En juillet, le gouvernement a libéré 258 détenus de la prison centrale de Makala, dont beaucoup étaient incarcérés illégalement depuis mars 2007. Cette décision a été prise pour résoudre les problèmes de surpopulation dans cette prison et ne semble pas s'être fondée sur un examen judiciaire des dossiers. Au moment de la rédaction du présent rapport, au moins 200 autres prisonniers politiques se trouvaient toujours en détention sans procès.

Menaces contre des journalistes et des défenseurs des droits humains

Le 7 mars, Nsimba Embete Ponte, rédacteur en chef de L'Interprète, a été incarcéré illégalement à la prison de l'Agence nationale de renseignements (ANR) à Kinshasa pour avoir critiqué le Président Kabila dans ses écrits. Son collègue, Davin Ntondo Nzovuangu, a été arrêté quelques jours plus tard. Après que la chaîne télévisée privée Global TV eut diffusé une conférence de presse du parlementaire de l'opposition Ne Muanda Nsemi, le chef spirituel du BDK, des agents de l'État ont effectué une descente dans les bureaux de la chaîne le 12 septembre. Ils ont alors arrêté le journaliste de Global TV Daudet Lukombo, l'ont accusé d'incitation à la rébellion pour son rôle dans la diffusion de l'émission et ont confisqué du matériel de télédiffusion indispensable. Deux autres journalistes qui couvraient la même conférence de presse ont également signalé avoir reçu des menaces de mort.

En Ituri, dans le nord-est du Congo, des militants travaillant pour l'organisation locale des droits humains Justice Plus ont été menacés et ont fui le pays après avoir réclamé justice pour les crimes commis dans le district.

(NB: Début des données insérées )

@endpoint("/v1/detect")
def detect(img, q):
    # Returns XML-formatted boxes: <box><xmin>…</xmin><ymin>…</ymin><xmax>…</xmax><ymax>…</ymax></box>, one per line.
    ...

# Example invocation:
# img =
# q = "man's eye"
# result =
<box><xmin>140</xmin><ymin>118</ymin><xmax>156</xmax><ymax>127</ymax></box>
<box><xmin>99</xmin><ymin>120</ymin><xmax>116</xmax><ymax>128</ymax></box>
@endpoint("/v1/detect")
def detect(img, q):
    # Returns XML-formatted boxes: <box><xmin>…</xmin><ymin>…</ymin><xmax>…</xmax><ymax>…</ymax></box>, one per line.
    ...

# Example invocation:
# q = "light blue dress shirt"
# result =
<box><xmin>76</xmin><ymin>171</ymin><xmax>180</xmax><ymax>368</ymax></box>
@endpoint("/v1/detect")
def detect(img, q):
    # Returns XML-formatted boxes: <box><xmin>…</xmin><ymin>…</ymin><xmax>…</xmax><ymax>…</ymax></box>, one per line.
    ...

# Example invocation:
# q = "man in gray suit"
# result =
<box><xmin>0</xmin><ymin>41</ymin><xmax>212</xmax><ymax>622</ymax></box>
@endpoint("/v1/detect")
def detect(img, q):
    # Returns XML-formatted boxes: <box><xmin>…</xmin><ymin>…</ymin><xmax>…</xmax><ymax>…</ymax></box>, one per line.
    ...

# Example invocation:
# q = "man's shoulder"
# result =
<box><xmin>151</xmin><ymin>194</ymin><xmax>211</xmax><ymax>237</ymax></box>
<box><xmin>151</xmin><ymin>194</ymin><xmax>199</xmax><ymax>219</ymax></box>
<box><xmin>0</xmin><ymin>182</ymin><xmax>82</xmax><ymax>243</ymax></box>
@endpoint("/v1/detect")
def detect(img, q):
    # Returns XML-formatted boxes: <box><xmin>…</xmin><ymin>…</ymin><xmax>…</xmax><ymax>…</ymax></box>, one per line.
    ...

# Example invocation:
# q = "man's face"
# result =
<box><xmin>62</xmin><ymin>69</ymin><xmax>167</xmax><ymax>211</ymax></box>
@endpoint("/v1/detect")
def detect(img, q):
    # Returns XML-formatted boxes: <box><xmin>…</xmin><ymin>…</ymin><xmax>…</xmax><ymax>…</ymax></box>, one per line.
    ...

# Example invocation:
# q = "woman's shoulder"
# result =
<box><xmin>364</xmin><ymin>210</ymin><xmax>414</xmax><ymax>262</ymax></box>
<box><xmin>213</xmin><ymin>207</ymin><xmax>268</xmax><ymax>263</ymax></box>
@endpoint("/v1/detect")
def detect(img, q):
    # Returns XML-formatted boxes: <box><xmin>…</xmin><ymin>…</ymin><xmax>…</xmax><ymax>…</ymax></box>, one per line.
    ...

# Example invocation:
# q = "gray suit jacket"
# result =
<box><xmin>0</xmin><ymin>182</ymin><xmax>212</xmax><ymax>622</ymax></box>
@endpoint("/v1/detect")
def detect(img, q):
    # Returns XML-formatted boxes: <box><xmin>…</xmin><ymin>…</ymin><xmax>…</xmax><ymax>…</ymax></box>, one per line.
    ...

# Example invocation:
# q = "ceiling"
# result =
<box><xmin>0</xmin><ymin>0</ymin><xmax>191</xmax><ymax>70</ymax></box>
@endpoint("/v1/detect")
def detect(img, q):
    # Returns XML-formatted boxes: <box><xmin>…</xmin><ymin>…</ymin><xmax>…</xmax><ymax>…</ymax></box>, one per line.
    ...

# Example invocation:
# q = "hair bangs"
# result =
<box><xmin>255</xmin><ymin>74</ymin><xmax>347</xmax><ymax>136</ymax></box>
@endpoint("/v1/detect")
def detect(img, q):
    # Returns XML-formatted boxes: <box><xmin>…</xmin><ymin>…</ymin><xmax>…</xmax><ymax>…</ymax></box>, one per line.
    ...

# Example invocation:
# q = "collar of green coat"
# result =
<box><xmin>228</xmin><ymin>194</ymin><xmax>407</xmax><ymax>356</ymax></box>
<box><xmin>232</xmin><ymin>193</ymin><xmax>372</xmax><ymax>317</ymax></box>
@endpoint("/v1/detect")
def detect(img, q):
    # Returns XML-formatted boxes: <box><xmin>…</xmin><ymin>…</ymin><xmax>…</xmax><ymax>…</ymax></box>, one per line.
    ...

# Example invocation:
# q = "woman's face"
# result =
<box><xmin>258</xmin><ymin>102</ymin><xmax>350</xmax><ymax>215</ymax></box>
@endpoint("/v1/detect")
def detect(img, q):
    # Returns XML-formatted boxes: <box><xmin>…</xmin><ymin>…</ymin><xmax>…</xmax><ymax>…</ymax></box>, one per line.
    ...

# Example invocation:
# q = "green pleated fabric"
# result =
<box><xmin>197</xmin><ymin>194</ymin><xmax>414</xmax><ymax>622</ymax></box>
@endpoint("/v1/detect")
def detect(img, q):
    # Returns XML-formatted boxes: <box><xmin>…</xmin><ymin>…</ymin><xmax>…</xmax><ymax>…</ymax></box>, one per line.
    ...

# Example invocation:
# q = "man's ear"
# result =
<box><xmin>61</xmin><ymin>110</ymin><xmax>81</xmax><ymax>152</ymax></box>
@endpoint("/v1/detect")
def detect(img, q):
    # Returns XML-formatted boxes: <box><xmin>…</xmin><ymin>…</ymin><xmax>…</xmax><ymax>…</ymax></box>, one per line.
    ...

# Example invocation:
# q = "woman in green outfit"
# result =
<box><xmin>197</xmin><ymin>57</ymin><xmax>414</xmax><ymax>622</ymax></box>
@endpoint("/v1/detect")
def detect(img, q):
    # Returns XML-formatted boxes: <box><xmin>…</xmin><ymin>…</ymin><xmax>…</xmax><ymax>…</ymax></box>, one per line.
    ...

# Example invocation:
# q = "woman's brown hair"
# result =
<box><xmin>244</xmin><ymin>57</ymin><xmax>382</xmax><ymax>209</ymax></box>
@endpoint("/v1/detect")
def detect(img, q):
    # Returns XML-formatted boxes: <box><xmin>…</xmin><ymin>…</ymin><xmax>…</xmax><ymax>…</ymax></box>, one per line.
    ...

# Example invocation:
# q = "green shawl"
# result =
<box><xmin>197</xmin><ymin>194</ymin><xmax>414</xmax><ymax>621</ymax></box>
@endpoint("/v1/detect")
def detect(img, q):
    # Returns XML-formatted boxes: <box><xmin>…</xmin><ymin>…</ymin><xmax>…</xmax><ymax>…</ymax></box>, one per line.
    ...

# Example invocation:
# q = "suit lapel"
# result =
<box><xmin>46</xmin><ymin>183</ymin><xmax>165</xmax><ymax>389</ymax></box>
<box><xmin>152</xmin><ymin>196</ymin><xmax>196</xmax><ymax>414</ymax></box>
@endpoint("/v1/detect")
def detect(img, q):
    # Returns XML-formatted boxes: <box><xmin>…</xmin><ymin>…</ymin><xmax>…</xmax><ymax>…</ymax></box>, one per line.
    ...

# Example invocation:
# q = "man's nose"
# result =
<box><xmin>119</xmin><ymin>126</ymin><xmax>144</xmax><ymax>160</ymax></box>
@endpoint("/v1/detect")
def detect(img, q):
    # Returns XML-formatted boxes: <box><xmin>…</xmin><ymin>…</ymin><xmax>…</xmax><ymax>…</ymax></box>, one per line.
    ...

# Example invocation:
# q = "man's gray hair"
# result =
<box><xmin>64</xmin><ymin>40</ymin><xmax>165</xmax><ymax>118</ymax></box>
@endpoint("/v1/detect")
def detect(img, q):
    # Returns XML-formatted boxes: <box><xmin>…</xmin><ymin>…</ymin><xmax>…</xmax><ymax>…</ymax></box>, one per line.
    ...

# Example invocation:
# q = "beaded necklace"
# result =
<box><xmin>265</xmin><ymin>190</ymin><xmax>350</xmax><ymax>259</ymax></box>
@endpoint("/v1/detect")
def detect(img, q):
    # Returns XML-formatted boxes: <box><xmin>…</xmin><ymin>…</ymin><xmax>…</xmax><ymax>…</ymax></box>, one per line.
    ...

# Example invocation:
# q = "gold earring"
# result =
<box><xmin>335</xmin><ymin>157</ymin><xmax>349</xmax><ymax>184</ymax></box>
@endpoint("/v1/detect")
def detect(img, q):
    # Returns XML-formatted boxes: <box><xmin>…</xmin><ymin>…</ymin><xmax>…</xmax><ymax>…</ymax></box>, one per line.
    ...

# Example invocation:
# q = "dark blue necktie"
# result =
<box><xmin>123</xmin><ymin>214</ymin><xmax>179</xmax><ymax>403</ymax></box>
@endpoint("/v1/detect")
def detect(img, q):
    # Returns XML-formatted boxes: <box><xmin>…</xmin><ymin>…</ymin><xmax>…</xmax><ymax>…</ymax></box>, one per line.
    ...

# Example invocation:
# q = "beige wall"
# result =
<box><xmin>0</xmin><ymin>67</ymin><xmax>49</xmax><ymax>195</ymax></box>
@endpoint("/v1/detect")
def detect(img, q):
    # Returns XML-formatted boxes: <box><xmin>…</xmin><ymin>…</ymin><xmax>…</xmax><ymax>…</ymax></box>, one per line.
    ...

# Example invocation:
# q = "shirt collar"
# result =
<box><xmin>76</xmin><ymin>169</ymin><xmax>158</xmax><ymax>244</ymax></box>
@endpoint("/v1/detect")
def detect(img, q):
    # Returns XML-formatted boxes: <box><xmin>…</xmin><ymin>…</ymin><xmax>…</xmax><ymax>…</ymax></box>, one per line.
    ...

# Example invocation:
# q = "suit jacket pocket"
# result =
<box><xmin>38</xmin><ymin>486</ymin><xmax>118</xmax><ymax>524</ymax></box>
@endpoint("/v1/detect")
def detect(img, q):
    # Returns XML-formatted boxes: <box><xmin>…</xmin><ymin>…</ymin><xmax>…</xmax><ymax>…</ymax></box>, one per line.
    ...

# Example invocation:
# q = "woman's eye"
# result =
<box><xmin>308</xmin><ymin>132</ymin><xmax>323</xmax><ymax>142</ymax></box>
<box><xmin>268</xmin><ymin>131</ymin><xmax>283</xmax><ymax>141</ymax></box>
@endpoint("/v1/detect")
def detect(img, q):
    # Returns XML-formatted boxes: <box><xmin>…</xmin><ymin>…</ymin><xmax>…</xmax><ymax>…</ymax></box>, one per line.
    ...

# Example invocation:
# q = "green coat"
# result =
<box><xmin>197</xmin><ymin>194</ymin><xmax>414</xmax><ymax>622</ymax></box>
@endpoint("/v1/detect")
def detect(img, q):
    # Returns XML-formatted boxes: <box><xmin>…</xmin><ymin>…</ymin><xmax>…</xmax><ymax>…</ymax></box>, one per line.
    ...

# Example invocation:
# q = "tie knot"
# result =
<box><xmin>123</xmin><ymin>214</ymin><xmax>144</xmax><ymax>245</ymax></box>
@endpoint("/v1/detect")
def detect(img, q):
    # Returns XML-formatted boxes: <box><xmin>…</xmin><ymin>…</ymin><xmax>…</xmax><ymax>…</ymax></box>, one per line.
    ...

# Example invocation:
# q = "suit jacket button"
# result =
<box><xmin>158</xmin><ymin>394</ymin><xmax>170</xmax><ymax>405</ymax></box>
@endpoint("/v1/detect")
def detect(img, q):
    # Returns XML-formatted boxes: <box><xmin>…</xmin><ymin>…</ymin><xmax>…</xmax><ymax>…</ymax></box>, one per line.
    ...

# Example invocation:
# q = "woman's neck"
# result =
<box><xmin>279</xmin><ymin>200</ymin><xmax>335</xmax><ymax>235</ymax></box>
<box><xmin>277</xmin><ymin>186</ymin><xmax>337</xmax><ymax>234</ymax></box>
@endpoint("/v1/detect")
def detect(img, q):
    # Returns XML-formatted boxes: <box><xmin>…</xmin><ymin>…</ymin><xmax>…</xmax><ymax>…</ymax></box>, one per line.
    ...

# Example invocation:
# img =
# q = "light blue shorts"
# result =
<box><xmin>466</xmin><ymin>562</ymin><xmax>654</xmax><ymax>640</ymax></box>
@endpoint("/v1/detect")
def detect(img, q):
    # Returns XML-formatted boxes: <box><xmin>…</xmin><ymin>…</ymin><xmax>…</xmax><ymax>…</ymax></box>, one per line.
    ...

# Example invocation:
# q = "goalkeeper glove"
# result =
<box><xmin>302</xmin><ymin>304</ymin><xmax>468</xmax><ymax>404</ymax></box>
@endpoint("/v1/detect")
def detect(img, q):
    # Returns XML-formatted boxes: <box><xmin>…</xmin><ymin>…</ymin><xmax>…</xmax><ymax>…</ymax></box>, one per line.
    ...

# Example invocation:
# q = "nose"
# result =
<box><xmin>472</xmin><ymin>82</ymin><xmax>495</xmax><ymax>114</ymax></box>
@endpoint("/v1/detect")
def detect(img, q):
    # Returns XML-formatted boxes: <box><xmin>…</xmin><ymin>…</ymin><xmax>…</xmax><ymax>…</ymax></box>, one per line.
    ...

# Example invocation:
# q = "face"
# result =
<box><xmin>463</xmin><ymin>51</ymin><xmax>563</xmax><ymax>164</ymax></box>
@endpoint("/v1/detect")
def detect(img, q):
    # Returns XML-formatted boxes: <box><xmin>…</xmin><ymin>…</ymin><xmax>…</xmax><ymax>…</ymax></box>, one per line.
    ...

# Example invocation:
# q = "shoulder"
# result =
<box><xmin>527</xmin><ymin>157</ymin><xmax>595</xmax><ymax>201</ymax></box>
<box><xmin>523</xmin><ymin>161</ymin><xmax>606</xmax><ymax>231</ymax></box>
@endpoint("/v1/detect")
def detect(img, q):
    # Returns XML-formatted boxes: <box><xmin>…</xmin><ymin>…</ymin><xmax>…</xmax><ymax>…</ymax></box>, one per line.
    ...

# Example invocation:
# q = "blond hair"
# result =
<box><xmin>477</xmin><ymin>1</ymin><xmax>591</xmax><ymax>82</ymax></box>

Au Nord-Kivu, une militante des droits des femmes a fait l'objet de menaces lorsqu'elle a cherché à obtenir justice pour une attaque perpétrée contre sa famille par des soldats congolais.

Justice et responsabilité

L'impunité presque totale pour les violations graves du droit international humanitaire se poursuit, très peu d'auteurs de violations ayant été arrêtés et poursuivis par les autorités nationales. Dans un rapport publié en février 2008, le rapporteur spécial de l'ONU sur la violence à l'égard des femmes concluait que « grâce aux ingérences politiques et à la corruption, ils [les auteurs de viol] échappent à toute sanction, en particulier s'ils appartiennent aux forces de sécurité de l'État ». Dans ce qui constitue un cas d'exception, un tribunal militaire du Katanga a poursuivi la procédure engagée à l'encontre de Gédéon Kyungu Mutanga et de 25 autres personnes, tous accusés d'avoir commis des crimes de guerre et des crimes contre l'humanité entre 2004 et 2006. Il s'agit de l'un des plus grands procès pour crimes de guerre de toute l'histoire du Congo.

La Cour pénale internationale (CPI) a suscité un peu d'espoir chez les victimes qui cherchent à obtenir justice. Le 6 février, Mathieu Ngudjolo Chui, chef de guerre d'Ituri accusé de crimes de guerre et de crimes contre l'humanité, a été remis à la CPI. Le 26 septembre, la cour a confirmé les charges contre Ngudjolo et Germain Katanga, un autre chef de guerre d'Ituri arrêté en 2007. L'affaire devrait passer en jugement en 2009. Le 28 avril, la cour a levé les scellés sur le mandat d'arrêt délivré à l'encontre de Jean-Bosco Ntaganda, chef d'état-major du CNDP de Nkunda, pour des crimes qui auraient été perpétrés en Ituri. Des erreurs procédurales commises dans le cadre des poursuites engagées contre Thomas Lubanga Dyilo, le premier Congolais arrêté par la cour, ont retardé la procédure et ont suscité, dans l'esprit de certaines victimes, des questions quant à l'efficacité de la justice rendue par la CPI.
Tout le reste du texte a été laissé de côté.